PGP keys are packaged in certificates. A name and an email address are included as well. Along with these items, your certificate will include any number of digital signatures by third parties. These signatures are effectively assertions that you are who you say you are.
In PGP, you give your public key away by giving someone your public certificate. Since other people have your public certificate, they could pass it on to someone else. Someone who has never met you personally.
When you acquire the public certificate of someone you have never met face-to-face, you will open it and find a public key, a name, and an email address. You might also find a number of assertions by other people that the key actually belongs to the name and email address included.
As already mentioned, these assertions are merely digital signatures. Signatures made by keys you have never seen before are worthless to you. But depending on whose certificate you are looking at, some of the signatures might have been made by keys you already know.

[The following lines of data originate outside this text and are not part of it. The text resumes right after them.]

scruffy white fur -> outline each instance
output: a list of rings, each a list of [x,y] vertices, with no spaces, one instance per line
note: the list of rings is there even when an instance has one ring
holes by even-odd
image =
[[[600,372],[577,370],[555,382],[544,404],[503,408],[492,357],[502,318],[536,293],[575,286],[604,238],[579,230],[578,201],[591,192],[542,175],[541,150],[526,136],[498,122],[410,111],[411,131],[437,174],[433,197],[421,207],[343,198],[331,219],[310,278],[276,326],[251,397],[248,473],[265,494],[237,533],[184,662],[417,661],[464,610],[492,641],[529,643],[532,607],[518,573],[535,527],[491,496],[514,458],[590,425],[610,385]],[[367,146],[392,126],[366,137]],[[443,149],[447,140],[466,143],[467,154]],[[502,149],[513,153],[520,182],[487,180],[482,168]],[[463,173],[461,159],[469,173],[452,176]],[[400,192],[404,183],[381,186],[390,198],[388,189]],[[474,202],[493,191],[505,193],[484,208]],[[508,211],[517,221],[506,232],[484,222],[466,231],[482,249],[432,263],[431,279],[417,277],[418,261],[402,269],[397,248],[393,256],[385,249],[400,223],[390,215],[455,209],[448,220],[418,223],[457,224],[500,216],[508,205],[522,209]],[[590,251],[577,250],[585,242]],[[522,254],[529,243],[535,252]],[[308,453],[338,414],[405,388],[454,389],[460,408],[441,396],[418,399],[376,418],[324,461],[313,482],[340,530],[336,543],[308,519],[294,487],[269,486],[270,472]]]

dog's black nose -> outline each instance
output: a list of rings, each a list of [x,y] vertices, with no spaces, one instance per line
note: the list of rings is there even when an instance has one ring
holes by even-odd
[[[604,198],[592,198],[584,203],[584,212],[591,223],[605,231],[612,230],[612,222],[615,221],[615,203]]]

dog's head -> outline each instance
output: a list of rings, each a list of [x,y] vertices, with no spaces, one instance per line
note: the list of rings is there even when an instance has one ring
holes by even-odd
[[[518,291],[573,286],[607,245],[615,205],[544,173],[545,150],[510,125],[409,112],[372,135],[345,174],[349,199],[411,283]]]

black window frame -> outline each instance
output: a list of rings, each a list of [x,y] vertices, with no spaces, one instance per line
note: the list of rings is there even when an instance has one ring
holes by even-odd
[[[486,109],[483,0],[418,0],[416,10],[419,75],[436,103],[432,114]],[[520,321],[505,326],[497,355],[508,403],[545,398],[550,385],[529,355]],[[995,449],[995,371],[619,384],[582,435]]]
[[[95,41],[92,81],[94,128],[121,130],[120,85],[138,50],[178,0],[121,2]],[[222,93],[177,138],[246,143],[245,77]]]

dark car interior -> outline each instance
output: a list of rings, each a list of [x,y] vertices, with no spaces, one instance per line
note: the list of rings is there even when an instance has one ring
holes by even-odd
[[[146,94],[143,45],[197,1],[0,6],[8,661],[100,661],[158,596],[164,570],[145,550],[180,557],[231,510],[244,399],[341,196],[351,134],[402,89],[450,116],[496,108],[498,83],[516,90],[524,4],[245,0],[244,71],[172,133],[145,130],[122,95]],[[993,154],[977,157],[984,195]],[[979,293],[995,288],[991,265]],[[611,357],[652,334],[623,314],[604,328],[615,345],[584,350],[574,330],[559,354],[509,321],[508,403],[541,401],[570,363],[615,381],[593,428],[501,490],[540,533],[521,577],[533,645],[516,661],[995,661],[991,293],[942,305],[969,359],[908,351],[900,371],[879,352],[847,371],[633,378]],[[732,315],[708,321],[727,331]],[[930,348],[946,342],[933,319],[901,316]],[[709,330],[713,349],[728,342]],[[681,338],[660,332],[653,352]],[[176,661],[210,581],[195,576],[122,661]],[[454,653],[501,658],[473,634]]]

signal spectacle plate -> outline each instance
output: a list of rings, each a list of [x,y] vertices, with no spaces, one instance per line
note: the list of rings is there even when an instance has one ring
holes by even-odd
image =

The question is, how much do you trust these people?
Keys are valid for use when we are sure they belong to the people who claim to be their owners. Our own keys, for example, are automatically valid. If we have met someone face-to-face and believe who they claim to be, we can accept their public certificate over Bluetooth or from a key server and certify it immediately. Keys we have certified ourselves are automatically considered valid. Because our signature has now been added to this person’s public certificate, he or she might ask you to send it back to him.
Trust is assigned to key owners. Keys are considered valid if enough people you know and trust assert that it is. Valid keys can safely be used to encrypt and sign data in the real world.
In PGP, there are two levels of trust: complete and marginal. By default, if you acquire a public certificate whose owner you don’t know personally and inside is a signature by someone you trust completely, you will consider the key in the certificate to be valid. Two such signatures are required by people you trust marginally. People you don’t trust at all, don’t count.
Users of PGP KeyRing are able to set their own thresholds.
By collecting other people’s keys, signing them, and passing them on, we create a Web of Trust. Because we each assign our own levels of trust to the keys we have seen before, the Web of Trust looks differently to each of us. As we collect, sign, and pass on more and more keys, the scope of our Web of Trust grows.
The nature of PGP is such that key owners hold and pass on key rings in their certificates. As the name implies, there is usually more than one key in the key ring. The first key is called the master key, and its primary (some would say only) use is to act as the owner’s identity. For example, it signs the user name and email included in the certificate.
Other keys included in the key ring are called subkeys. These are the keys PGP KeyRing actually uses for encrypting and signing data in the real world. The master key signs the subkeys as a proof that they actually belong in the certificate and are just as trustworthy as the master key.
When we assign trust to people in our Web of Trust, we are effectively trusting the master keys.
The idea behind this scheme is that we can replace our subkeys somewhat easily, but a compromised master key invalidates the entire key ring. Also, for those who are concerned about the integrity of their keys (that is to say, deducing what the private key is without ever having seen it), the master key receives far less exposure to the world than our subkeys. This is because our subkeys are used to encrypt and sign data in the real world, but our master keys are only seen by those who have our public certificate or the public certificate of someone we have certified.